Pukul tujuh malam, Reino sudah tiba di Gang Anggur Merah, yang berjarak satu gang dari tempat tinggal Lala. Dirinya berkenalan dengan Mega, yang langsung mengajak mengobrol di teras rumahnya. Mereka mencoba untuk cepat akrab agar tidak terlalu canggung, dengan membicarakan hantu-hantu yang menghuni lotengnya.

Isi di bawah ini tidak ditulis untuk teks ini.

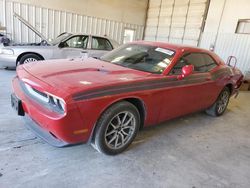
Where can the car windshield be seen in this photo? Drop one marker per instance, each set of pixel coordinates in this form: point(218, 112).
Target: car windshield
point(141, 57)
point(60, 37)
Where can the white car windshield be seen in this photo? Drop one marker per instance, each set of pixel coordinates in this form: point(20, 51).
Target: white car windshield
point(141, 57)
point(60, 38)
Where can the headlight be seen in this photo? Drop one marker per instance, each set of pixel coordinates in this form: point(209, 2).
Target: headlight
point(57, 102)
point(7, 51)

“Jadi di loteng gue itu, katanya sih ada penunggunya. Dulu pas pembantu masih ada, kan dijadiin kamar. Soalnya kamar tidur lainnya udah keisi semua. Nah si Bibi sering digangguin tuh. Serem deh pokoknya!"

"Masa?!"

Reino bergidik mendengar Mega berkisah. Pada saat itu, Lala tiba-tiba saja menyikut lengannya. Memberi kode agar dirinya bersikap biasa-biasa saja dengan sorot mata. Reino langsung menghela napas.

Lala mendekatkan wajahnya, kemudian berbisik, "Si Mega ini mikirnya lu cowok pemberani. Jadi lu jangan lebay-lebay takutnya."

Mendengar itu, Reino mencoba kembali bersikap cool. Dengan sikap tubuh dan nada bicara, yang menggambarkan seakan dirinya lelaki gagah perkasa.

“Lu pernah lihat sendiri?” tanya Reino. Sejujurnya dia tidak berharap akan bertemu dengan sosok menakutkan di sana.

“Belum, sih. Yang udah itu si Bibi. Katanya ada sosok gede, berbulu, matanya merah. Abis itu, besokannya dia resign.”